Think of DuckDB as a laboratory, not as production. Once the pattern (grain, contract, PII policy, smoke) is understood locally, transfer it to the production engine, not the other way around.

Additional resources: DuckDB documentation: https://duckdb.org/docs — official documentation on the SQL dialect, types, functions, and materializations. Useful for understanding why DuckDB is suitable as a learning engine.

Dbt-core and adapters: https://docs.getdbt.com — reference for dbt-core, materializations (view, table, incremental, ephemeral), tests (generic, singular), and sources.

Dbt-duckdb: https://github.com/duckdb/dbt-duckdb — adapter repository, limitations, and example profiles.

ODCS (Open Data Contract Standard): https://bitol-io.github.io/open-data-contract-standard/ — the raw contract standard used in the learning example.

ODPS (Open Data Product Standard): https://opendataproducts.org/ — the mart product contract standard.

Qwen Code CLI: https://github.com/QwenLM/Qwen3-Coder — repository of the agent tool supporting .qwen/commands/ conventions and working with AGENTS.md.

Spec-Driven Development (general ideas): https://martinfowler.com/articles/exploring-gen-ai.html — conceptual foundations of SDD and working with AI agents in development.

Python venv: https://docs.python.org/3/library/venv.html — official documentation on Python virtual environments.

Summary: Part 4 lays the foundation for the entire course: a small, local, and honestly reproducible environment. The student must consciously assemble the Python 3.11+ + venv + DuckDB + dbt-core + dbt-duckdb stack, run bash smoke_all.sh in full mode, and learn to distinguish a full smoke from a partial one.

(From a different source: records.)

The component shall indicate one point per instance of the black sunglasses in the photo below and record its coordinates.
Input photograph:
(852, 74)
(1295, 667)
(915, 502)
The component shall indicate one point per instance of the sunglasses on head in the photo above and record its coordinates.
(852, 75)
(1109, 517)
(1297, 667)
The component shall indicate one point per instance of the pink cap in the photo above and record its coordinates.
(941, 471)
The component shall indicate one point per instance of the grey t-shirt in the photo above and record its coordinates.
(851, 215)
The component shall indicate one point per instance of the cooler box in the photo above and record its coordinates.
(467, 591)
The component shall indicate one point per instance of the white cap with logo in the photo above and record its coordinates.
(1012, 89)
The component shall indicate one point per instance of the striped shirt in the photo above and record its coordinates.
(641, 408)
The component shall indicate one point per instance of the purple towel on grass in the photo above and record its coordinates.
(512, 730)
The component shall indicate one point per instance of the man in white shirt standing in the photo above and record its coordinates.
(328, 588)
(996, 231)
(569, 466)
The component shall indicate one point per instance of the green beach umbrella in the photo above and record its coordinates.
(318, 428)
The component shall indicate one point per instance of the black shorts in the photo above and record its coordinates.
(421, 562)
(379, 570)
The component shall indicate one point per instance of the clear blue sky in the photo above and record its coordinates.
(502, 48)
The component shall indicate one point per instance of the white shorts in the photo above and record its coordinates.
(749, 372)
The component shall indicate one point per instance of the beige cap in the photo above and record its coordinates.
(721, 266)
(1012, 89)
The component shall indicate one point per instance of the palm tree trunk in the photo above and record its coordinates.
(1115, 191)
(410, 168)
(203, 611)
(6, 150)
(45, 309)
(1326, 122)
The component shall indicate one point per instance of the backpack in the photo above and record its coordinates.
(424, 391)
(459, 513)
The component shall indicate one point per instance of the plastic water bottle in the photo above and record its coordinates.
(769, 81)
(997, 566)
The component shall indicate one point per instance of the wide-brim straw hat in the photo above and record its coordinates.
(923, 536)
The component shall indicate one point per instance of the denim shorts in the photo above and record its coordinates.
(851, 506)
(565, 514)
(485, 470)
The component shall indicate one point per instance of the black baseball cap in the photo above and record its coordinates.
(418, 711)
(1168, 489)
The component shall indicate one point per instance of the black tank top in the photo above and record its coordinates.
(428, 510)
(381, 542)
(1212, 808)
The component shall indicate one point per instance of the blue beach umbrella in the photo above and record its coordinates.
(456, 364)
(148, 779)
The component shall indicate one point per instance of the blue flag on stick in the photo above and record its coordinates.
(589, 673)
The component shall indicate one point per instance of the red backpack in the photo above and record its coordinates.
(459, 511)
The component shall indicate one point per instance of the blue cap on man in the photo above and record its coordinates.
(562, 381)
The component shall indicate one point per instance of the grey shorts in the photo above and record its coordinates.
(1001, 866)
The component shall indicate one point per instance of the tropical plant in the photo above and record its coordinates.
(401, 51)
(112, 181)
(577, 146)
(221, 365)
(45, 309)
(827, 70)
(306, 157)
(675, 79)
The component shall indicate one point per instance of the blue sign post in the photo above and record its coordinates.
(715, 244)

Main takeaways: DuckDB is the first learning environment, not a replacement for a production cluster; reproducibility is more important than "realness"; venv pins the example's boundaries; and the Qwen Code CLI agent must read AGENTS.md, specs, ODCS/ODPS, and the model specification before any change. The discipline of "contract first, then SQL" and explicit recording of the smoke mode are two skills that transfer from DuckDB to any production engine: Trino, Spark, Databricks, or Snowflake.